Some preliminary information: ZBLL is the state of the cube where only the U layer is left to be solved and the edges are oriented (i.e. there’s a cross formed). This can be considered to be a subgroup of 4!^{2}⋅3^{3}/2 = 7776 elements, but a common convention is to somehow quotient out the effect of U turns (aka “adjust U face”, AUF), which can be done by considering the subgroup of order 7776/4 = 1944 with the ULF corner fixed (but possibly misoriented). There are other schemes to reduce the number of states to consider, but this is the simplest that still preserves the group structure. (Note: I don’t think there’s a surjective homomorphism from the whole ZBLL group to this subgroup, but we don’t need that anyway.) The number of “looks” is defined as the number of times the solver has to inspect the cube state to decide what algorithm to use, but note that this is not a very precisely defined term as, technically, blindfold solves are “one-look” but involve very many substeps and possibly visualising the cube state mentally.

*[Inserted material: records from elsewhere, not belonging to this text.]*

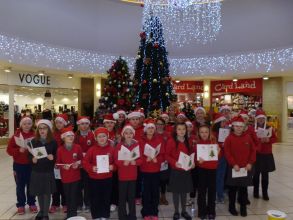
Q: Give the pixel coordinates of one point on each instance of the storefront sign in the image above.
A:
(242, 85)
(188, 87)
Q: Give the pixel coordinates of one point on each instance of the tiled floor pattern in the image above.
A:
(280, 191)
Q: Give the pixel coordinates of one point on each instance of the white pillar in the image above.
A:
(11, 110)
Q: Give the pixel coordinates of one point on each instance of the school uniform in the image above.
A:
(71, 177)
(85, 142)
(151, 177)
(127, 176)
(100, 183)
(21, 169)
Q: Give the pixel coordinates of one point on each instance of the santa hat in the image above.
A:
(225, 107)
(244, 113)
(165, 114)
(62, 118)
(127, 126)
(116, 114)
(238, 121)
(25, 119)
(46, 122)
(82, 119)
(134, 114)
(199, 108)
(68, 131)
(188, 123)
(101, 130)
(149, 123)
(260, 114)
(219, 117)
(109, 117)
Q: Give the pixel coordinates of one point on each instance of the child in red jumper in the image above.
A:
(69, 157)
(150, 170)
(265, 162)
(240, 152)
(127, 173)
(85, 138)
(207, 172)
(100, 183)
(180, 179)
(60, 122)
(22, 166)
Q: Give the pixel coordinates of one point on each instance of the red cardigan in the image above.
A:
(89, 161)
(127, 173)
(13, 149)
(65, 156)
(150, 166)
(240, 150)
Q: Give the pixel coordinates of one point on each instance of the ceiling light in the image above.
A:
(7, 70)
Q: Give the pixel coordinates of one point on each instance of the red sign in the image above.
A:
(242, 85)
(188, 87)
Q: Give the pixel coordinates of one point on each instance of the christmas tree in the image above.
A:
(118, 90)
(153, 87)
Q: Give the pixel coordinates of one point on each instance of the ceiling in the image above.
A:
(112, 27)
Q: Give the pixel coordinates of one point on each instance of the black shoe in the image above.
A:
(186, 216)
(176, 216)
(233, 211)
(243, 211)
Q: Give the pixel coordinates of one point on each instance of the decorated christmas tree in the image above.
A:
(152, 82)
(118, 90)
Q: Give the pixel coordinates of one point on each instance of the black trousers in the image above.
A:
(100, 197)
(83, 191)
(242, 195)
(150, 194)
(58, 198)
(127, 195)
(264, 181)
(70, 190)
(206, 189)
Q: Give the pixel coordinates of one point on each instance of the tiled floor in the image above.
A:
(280, 189)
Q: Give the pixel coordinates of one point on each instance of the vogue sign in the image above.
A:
(243, 85)
(188, 87)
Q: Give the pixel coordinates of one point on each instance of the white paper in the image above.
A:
(223, 134)
(151, 152)
(186, 161)
(39, 152)
(103, 164)
(57, 174)
(208, 152)
(164, 166)
(241, 173)
(126, 154)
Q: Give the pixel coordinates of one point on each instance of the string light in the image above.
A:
(31, 53)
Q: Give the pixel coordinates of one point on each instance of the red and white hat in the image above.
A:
(101, 130)
(225, 107)
(116, 114)
(260, 114)
(68, 131)
(238, 121)
(149, 123)
(25, 119)
(134, 114)
(127, 126)
(199, 108)
(109, 117)
(244, 113)
(219, 117)
(46, 122)
(83, 119)
(62, 118)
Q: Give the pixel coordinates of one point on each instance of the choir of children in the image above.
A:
(132, 160)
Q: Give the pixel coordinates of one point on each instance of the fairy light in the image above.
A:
(16, 50)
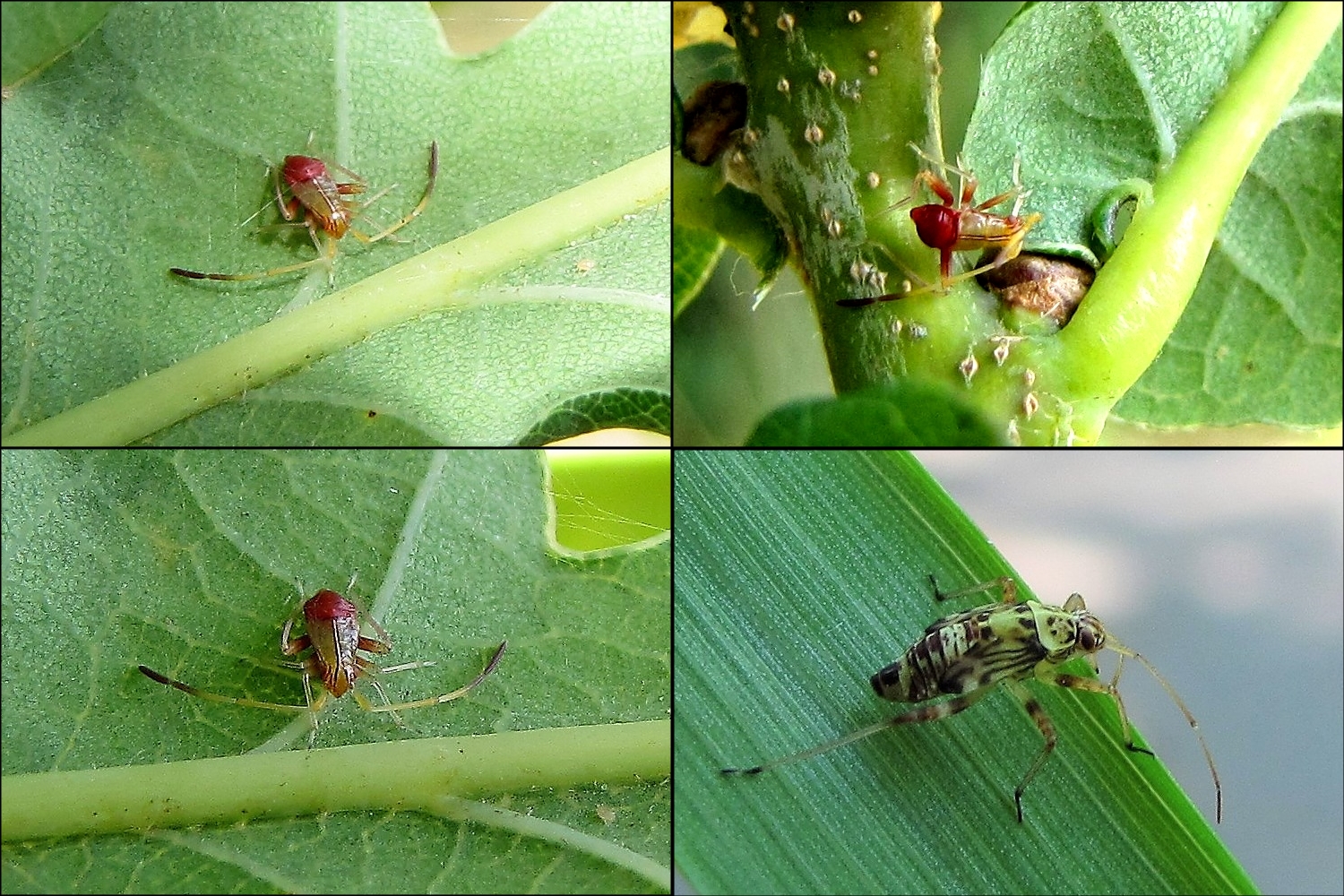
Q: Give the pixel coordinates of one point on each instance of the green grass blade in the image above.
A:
(797, 576)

The ZBLL group is itself a subgroup of the whole last layer group of index 8, as there are eight possible edge orientations. An earlier search by a SpeedSolving.com forum member Tempus led to a set of eighteen algorithms (up to AUF, mirroring and inversion) such that for every state in the LL group, either this state is in the set or there exist two algs such that their composition gives the desired state.

Such a one-look two-alg system provides a reasonable tradeoff between a fully one-look system and a fully two-look system. It retains the relatively low algorithm count needed for a two-look system (a full one-look LL needs over 1200 algs, compared to only 44 for the two-look system CLL/ELL) while allowing for optimisations in choosing different pairs of algs for the same result. Furthermore, it may even require fewer algs than a two-look system for comparable efficiency. However, memorising the optimal choice of alg for any given state is still necessary (so it’s still 1200+ cases to remember), which may be why two-alg systems have not gained much traction.

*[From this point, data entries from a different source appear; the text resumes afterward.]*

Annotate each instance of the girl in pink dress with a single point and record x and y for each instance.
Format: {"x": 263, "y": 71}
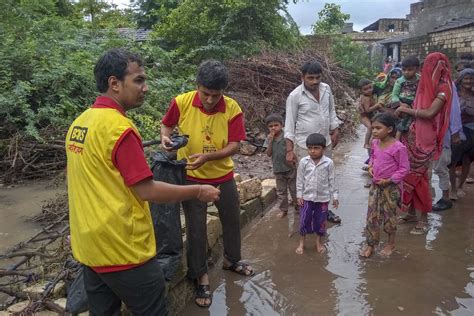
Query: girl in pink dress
{"x": 388, "y": 166}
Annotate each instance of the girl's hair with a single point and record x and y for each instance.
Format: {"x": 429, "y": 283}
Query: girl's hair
{"x": 364, "y": 82}
{"x": 387, "y": 120}
{"x": 316, "y": 139}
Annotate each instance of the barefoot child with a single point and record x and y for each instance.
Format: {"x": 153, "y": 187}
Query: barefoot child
{"x": 315, "y": 186}
{"x": 285, "y": 174}
{"x": 388, "y": 166}
{"x": 367, "y": 107}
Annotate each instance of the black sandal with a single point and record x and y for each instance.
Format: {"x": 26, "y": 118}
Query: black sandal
{"x": 240, "y": 268}
{"x": 203, "y": 291}
{"x": 333, "y": 218}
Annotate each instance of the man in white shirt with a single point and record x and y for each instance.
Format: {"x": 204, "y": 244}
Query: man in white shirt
{"x": 310, "y": 109}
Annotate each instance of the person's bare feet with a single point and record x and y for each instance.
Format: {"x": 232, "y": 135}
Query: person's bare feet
{"x": 366, "y": 252}
{"x": 387, "y": 250}
{"x": 299, "y": 250}
{"x": 321, "y": 249}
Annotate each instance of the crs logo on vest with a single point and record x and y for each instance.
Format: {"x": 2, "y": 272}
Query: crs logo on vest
{"x": 78, "y": 134}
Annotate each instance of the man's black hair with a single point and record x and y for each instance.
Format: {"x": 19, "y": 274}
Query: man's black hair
{"x": 467, "y": 56}
{"x": 271, "y": 118}
{"x": 363, "y": 82}
{"x": 316, "y": 139}
{"x": 113, "y": 63}
{"x": 311, "y": 67}
{"x": 212, "y": 74}
{"x": 411, "y": 61}
{"x": 387, "y": 120}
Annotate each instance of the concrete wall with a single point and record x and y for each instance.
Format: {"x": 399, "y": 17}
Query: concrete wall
{"x": 431, "y": 13}
{"x": 372, "y": 37}
{"x": 451, "y": 43}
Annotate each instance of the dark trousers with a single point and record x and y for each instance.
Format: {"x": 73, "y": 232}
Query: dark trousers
{"x": 195, "y": 213}
{"x": 142, "y": 289}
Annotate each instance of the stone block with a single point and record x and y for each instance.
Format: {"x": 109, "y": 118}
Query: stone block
{"x": 237, "y": 177}
{"x": 214, "y": 230}
{"x": 35, "y": 291}
{"x": 18, "y": 307}
{"x": 247, "y": 149}
{"x": 249, "y": 189}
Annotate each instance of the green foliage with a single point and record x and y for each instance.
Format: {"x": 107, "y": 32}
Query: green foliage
{"x": 151, "y": 12}
{"x": 216, "y": 28}
{"x": 331, "y": 19}
{"x": 353, "y": 57}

ZBLL is a much smaller group in comparison, and unsurprisingly also a lot more tractable. About two weeks ago, I discovered a set of 12 algs such that all combinations of two algs (i.e. the square of the set) is exactly the whole ZBLL group. This was inspired by my laziness to learn all the COLLs and all the 2GLLs, so I just combined the Sune cases from either (5 from COLL, 8 from 2GLL, one alg shared between the two) and realised this was enough to span ZBLL. This combination apparently had the lowest known alg count of any two-alg ZBLL system known then (at least, I did my part in reading all the thousand-odd posts in the concept/method/substep thread on SpeedSolving.com’s forum), and more importantly, it doesn’t even require memorising over a hundred cases to be applied; it’s more like only six cases in addition to all the algs. (I have a post written elaborating on this system which I’ll clean up and publish when I have the time to.)

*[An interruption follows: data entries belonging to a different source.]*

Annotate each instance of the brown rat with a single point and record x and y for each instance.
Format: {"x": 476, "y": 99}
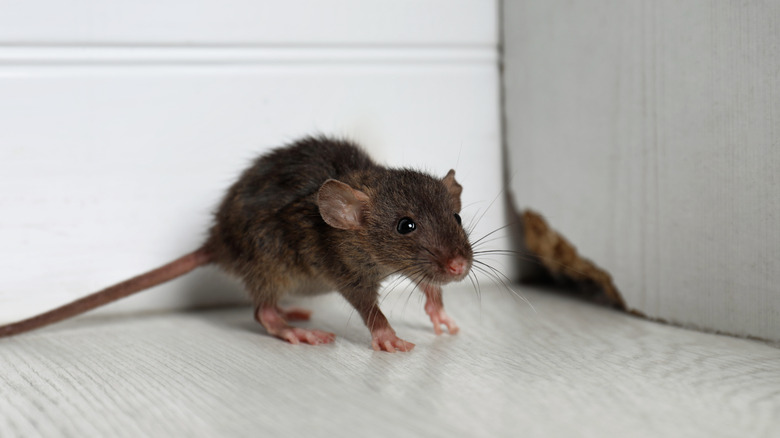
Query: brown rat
{"x": 316, "y": 216}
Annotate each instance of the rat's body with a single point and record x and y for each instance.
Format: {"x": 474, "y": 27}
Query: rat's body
{"x": 317, "y": 216}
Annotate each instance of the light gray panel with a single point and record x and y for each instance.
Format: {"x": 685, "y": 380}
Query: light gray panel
{"x": 647, "y": 133}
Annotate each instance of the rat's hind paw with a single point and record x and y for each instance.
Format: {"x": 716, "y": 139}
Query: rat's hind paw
{"x": 296, "y": 335}
{"x": 439, "y": 317}
{"x": 274, "y": 320}
{"x": 386, "y": 340}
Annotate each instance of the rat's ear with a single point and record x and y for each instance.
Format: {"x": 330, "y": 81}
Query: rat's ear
{"x": 341, "y": 206}
{"x": 454, "y": 188}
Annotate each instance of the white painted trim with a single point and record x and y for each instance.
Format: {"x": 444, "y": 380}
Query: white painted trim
{"x": 131, "y": 56}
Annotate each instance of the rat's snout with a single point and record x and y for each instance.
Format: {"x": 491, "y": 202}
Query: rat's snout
{"x": 457, "y": 266}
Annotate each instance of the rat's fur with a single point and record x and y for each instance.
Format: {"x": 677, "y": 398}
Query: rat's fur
{"x": 320, "y": 215}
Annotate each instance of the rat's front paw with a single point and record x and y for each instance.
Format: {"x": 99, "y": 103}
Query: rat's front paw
{"x": 439, "y": 317}
{"x": 386, "y": 340}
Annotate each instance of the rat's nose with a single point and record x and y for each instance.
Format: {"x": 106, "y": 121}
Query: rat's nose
{"x": 457, "y": 266}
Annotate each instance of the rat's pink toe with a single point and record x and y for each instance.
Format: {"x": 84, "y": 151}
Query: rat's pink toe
{"x": 439, "y": 317}
{"x": 296, "y": 335}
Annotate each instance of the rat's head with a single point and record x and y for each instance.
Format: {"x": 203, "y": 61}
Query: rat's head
{"x": 408, "y": 221}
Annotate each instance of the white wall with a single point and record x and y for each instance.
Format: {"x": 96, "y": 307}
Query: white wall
{"x": 122, "y": 123}
{"x": 647, "y": 133}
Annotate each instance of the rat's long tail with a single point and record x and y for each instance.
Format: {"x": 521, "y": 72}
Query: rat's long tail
{"x": 157, "y": 276}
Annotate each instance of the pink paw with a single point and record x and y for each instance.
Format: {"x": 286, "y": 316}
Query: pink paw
{"x": 439, "y": 317}
{"x": 386, "y": 340}
{"x": 296, "y": 335}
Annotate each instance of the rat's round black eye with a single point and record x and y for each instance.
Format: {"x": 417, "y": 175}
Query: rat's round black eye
{"x": 406, "y": 225}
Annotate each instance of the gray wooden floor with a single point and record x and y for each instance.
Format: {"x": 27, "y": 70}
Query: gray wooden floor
{"x": 561, "y": 369}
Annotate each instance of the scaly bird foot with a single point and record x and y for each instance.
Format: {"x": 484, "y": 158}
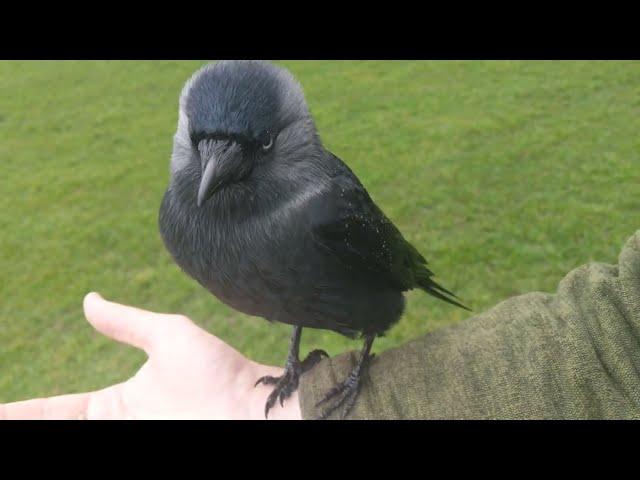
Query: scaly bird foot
{"x": 345, "y": 393}
{"x": 286, "y": 384}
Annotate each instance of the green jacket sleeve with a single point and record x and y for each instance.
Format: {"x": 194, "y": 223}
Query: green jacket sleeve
{"x": 571, "y": 355}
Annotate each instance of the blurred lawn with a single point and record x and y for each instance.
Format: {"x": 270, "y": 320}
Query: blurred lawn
{"x": 506, "y": 175}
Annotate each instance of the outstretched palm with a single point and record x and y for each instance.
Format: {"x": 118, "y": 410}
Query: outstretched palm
{"x": 189, "y": 374}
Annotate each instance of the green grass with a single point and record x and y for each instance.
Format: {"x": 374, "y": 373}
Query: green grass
{"x": 506, "y": 175}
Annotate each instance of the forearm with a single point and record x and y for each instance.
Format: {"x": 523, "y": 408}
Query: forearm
{"x": 574, "y": 354}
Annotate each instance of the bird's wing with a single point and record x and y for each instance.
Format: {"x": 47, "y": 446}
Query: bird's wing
{"x": 354, "y": 228}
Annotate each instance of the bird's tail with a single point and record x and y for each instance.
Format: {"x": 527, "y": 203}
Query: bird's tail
{"x": 426, "y": 283}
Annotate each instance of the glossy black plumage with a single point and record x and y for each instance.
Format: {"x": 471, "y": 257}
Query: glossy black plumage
{"x": 274, "y": 225}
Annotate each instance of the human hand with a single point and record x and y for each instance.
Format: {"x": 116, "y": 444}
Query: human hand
{"x": 190, "y": 374}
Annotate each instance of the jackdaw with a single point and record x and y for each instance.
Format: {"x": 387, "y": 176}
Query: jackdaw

Yes, *had* the lowest known alg count. More recently, last weekend I wrote a program to test the ZBLL coverage of any given input alg set in ZBLL, and after some experimentation, I found a set of just ten, six of which were heuristically-chosen “seed” algs that I already knew (Sune, another 2GLL, G perm, Buffy, L3C commutator, Bob), and the remaining four were found with (human) trial and error. Is ten minimal? Probably not, but it took me quite a few hours to even improve on an 11-alg set I’d found earlier. (I think an 8-alg set might be possible, in lieu of counting arguments demonstrating otherwise.) This, of course, loses the low case count of the “Sunes” method of the previous paragraph and three of the four non-seed algs are kind of nasty to execute IRL, so it’s probably useless for speedcubing purposes, but it’d be interesting to know what the theoretical limit is.